Mesenchymal stem cells (MSC) have been widely used for bone regeneration due to their ability to self‐renew and differentiate into osteoblastic cells, using specific culture media. Harvesting bone marrow MSC (hBMSC) from the iliac crest incurs less pain at the operation site, fewer arterial and nerve injuries, and a lower risk of infection compared with harvesting of traditional iliac crest bone grafts (Samee et al., 2008). Tissue engineering strategies using MSCs from patients have shown promise for reconstruction of a cleft defect at the alveolar ridge region; resulting in a successful repair and support of tooth eruption over the following 2 years (Hibi, Yamada, Ueda, & Endo, 2006). Another interesting cell source for bone repair is human periosteal cells. Periosteal cells reside in a connective tissue membrane that covers the outer surface of all bones, except at the joints of long bones, they can be extracted from human jaw periosteum (HJP) and appear to contain a subpopulation of MSCs. Studies have shown that HJP derived cells (HJPCs) show promise for bone tissue engineering due to reduced donor site morbidity and time of operation compared to autologous bone graft from iliac crest (Trautvetter, Kaps, Schmelzeisen, Sauerbier, & Sittinger, 2011). HJP tissue is easy to harvest during wisdom tooth removal or other routine maxillofacial surgical procedures. For patients with cleft palate, HJP tissue could be harvested from the palate at the time of palatal closure which typically takes place at age 6–12 months (National Health Service, 2010).

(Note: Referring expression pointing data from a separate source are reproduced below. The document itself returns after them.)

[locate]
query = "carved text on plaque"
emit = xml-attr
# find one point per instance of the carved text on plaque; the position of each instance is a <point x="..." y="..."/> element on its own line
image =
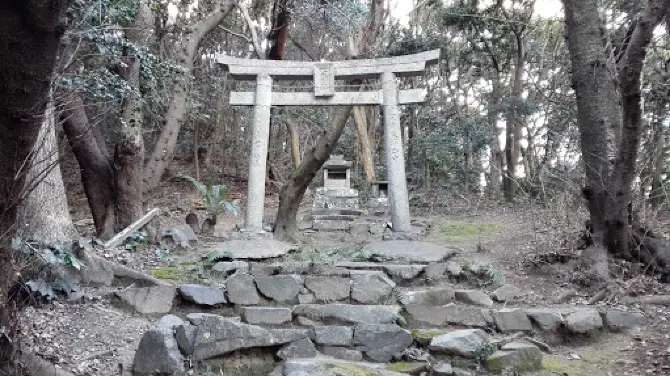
<point x="324" y="80"/>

Polycaprolactone (PCL) electrospun scaffolds are a promising support for bone forming cells as they show low biodegradation rates, good mechanical properties (Jha et al., 2011) and PCL is approved for medical use by the US Food and Drug Administration (Hutmacher et al., 2001). Electrospinning is a straightforward fabrication method able to produce fibres of various diameters from 5 nm to several μm (Zargarian & Haddadi‐Asl, 2010). The nonwoven fibrous sheets formed are suitable for tissue engineering a thin region of bone, such as the palate.

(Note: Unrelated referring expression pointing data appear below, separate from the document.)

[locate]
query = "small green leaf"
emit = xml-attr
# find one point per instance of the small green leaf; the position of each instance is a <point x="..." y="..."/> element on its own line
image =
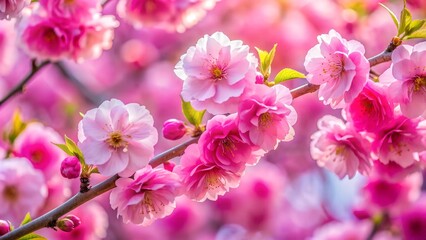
<point x="287" y="74"/>
<point x="393" y="16"/>
<point x="32" y="236"/>
<point x="193" y="116"/>
<point x="26" y="220"/>
<point x="414" y="26"/>
<point x="417" y="34"/>
<point x="404" y="21"/>
<point x="64" y="148"/>
<point x="74" y="149"/>
<point x="265" y="59"/>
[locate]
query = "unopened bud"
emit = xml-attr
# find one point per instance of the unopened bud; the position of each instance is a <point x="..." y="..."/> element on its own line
<point x="4" y="227"/>
<point x="65" y="224"/>
<point x="174" y="129"/>
<point x="76" y="221"/>
<point x="71" y="167"/>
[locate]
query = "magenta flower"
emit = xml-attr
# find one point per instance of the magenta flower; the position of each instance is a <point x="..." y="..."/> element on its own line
<point x="400" y="141"/>
<point x="216" y="72"/>
<point x="36" y="144"/>
<point x="117" y="138"/>
<point x="339" y="67"/>
<point x="371" y="109"/>
<point x="11" y="8"/>
<point x="22" y="189"/>
<point x="409" y="70"/>
<point x="267" y="117"/>
<point x="204" y="180"/>
<point x="146" y="198"/>
<point x="222" y="145"/>
<point x="339" y="148"/>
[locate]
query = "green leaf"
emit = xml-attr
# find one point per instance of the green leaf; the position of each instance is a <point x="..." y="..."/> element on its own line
<point x="393" y="16"/>
<point x="265" y="59"/>
<point x="404" y="21"/>
<point x="32" y="236"/>
<point x="417" y="34"/>
<point x="193" y="116"/>
<point x="75" y="150"/>
<point x="27" y="219"/>
<point x="414" y="26"/>
<point x="287" y="74"/>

Several studies have shown that fluid flow‐induced mechanical stress can enhance the osteogenic differentiation of MSCs, as previously reviewed (Delaine‐Smith, MacNeil, & Reilly, 2012; Delaine‐Smith, Sittichokechaiwut, & Reilly, 2014). Oscillatory fluid flow (OFF) is similar to the flow found in the canalicular system in mature bone and in the bone marrow (Gurkan & Akkus, 2008). Previous work, demonstrated that OFF applied using a standard see‐saw rocker stimulated mineralized matrix production by osteoblasts and embryonic derived osteoprogenitor cells in monolayer culture (Delaine‐Smith et al., 2012). Based on these findings it was hypothesized that OFF could increase osteogenic differentiation and mineralization of primary osteoprogenitor cells to precondition a construct for cleft palate patients. The aims of this study were firstly to determine if clinically applicable primary adult osteoprogenitor cells respond to rocker culture in a similar way to the cell lines previously examined and to determine if the angiogenic factor vascular endothelial growth factor (VEGF) was upregulated by OFF culture. Secondly, the mechanical stimulation technique was applied to a tissue engineered construct suitable for cleft palate: an electrospun PCL scaffold seeded with mesenchymal progenitor cells.

MATERIALS AND METHODS

All chemicals and culture consumables were obtained from Sigma–Aldrich (Poole, Dorset, UK) unless otherwise stated and used as supplied.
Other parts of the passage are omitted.